My colleagues at Kwantlen Polytechnic University have been really rising to the occasion during the pandemic, in all ways. I’m especially impressed, as an editor, by how prolific and intelligent their publishing ventures have been. Here’s another super-helpful one.
My Kwantlen colleague Arley Cruthers writes:
For those of you who teach business communications, my colleagues Melissa Ashman, John Grant, Petti Fong, Dr. Seanna Takacs and I collaborated to make an OOC (Open Online Course). Basically, it’s a ‘course in a box’ built using OER [Open Educational Resources] resources with a CC-BY license, so anyone can either use the whole thing (assignments, activities, mini-lectures, readings etc) or use/adapt/remix bits and pieces.
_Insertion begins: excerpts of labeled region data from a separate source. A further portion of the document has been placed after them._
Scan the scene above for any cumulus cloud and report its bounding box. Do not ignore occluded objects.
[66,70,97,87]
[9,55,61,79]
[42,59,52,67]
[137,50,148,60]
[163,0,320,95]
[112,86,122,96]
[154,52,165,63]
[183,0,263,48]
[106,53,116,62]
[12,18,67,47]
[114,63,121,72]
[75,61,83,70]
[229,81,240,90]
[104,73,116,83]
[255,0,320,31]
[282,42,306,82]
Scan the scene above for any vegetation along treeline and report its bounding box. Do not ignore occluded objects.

We got a grant from BCCampus to do it, so we were able to do things like have a focus group with students and compensate them for their feedback.
From the book’s intro:
This course is designed for instructors who have the option of delivering the content either synchronously or asynchronously. … Students will explore and practice concepts such as their own writing beliefs, genres, audience analysis, storytelling, forming arguments, evaluating sources, persuasion, and verbal and written presentation skills. Learning and applying those skills are needed … in a world where new forms of engagement, relationship-building, critical thinking, internationalization, decolonization, anti-racism, and Indigenization form the foundation of today’s workplace.
I used Arley’s recently published Business Writing for Everyone in two first-year classes this summer. I hadn’t taught these classes in a few years. Her book made life a lot easier for me, and my students enjoyed reading it.